La décision de rollback doit donc arriver vite. Plus la fenêtre de rétention est courte, plus la validation initiale doit être stricte.

Décider sans ambiguïté

La décision finale doit tenir sur une fiche d’exploitation.

text lifecycle-policy-decision.txt
Activer
Inventaire candidat relu par propriétaire
Préfixes bornés et exclusions explicites
Soft delete, versioning ou autre restauration adaptés au risque
Logs disponibles pour surveiller Delete et SetBlobTier
Rollback testé ou documenté

Limiter
Préfixe trop large
Incertitude sur lectures batch ou exports rejouables
Versions ou snapshots encore utiles
Restauration non testée

Reporter
Aucun propriétaire clair
Logs insuffisants
Rétention métier ou conformité non confirmée
Policy existante mal comprise

Rollbacker
Suppression ou tiering hors périmètre
Erreurs applicatives corrélées aux objets touchés
Objet utile restaurable uniquement pendant une fenêtre courte

Conclusion

Une lifecycle policy Azure Storage n’est pas seulement une règle de coût. C’est une action de production sur la disponibilité, la preuve et la restauration des données. Le runbook doit donc partir de l’inventaire, pas de la syntaxe JSON.

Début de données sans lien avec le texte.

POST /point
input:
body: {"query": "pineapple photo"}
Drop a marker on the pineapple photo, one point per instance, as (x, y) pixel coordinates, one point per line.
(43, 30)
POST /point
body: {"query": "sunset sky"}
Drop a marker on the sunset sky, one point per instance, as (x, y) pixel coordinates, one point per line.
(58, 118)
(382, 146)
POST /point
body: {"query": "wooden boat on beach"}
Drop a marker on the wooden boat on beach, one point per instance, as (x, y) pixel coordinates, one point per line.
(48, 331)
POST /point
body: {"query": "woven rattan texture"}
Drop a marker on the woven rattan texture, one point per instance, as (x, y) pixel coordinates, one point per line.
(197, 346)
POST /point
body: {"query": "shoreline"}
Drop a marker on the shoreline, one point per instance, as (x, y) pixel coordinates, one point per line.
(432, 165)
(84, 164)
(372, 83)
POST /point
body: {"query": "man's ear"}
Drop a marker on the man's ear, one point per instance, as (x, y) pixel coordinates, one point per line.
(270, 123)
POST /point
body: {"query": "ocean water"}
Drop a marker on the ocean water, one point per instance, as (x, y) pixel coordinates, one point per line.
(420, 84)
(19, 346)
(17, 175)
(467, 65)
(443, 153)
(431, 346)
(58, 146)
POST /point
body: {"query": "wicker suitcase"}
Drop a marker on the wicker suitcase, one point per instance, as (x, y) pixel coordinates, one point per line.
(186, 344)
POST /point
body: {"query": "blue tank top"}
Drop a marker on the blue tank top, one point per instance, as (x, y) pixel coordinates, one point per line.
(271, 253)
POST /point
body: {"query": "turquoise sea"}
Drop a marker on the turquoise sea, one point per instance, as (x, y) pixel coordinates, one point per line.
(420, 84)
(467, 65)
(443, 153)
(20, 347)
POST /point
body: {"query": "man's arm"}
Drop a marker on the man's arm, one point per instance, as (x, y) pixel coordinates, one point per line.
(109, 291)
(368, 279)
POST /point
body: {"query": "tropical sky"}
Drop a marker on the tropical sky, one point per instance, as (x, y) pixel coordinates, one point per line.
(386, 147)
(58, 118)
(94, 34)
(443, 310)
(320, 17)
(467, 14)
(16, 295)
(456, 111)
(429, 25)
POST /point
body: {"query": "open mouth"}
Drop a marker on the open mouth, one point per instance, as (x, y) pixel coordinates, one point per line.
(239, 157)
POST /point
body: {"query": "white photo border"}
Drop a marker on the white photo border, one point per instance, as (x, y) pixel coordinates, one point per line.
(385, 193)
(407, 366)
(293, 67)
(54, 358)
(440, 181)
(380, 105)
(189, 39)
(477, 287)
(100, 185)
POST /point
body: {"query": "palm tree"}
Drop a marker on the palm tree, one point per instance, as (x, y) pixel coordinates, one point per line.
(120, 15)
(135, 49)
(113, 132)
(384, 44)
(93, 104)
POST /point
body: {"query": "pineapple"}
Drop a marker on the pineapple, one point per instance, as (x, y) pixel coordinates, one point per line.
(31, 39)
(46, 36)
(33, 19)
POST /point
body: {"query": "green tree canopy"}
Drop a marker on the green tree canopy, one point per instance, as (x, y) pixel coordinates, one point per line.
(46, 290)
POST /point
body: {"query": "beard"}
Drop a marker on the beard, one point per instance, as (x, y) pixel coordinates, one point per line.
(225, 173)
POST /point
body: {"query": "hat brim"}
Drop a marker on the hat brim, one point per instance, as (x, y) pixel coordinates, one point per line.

La bonne décision consiste à borner les préfixes, distinguer tiering et suppression, vérifier les accès réels, activer avec surveillance courte, puis garder un rollback qui arrête la policy et restaure les objets touchés quand c’est encore possible. Une suppression automatique fiable est une suppression prouvée avant d’être automatisée.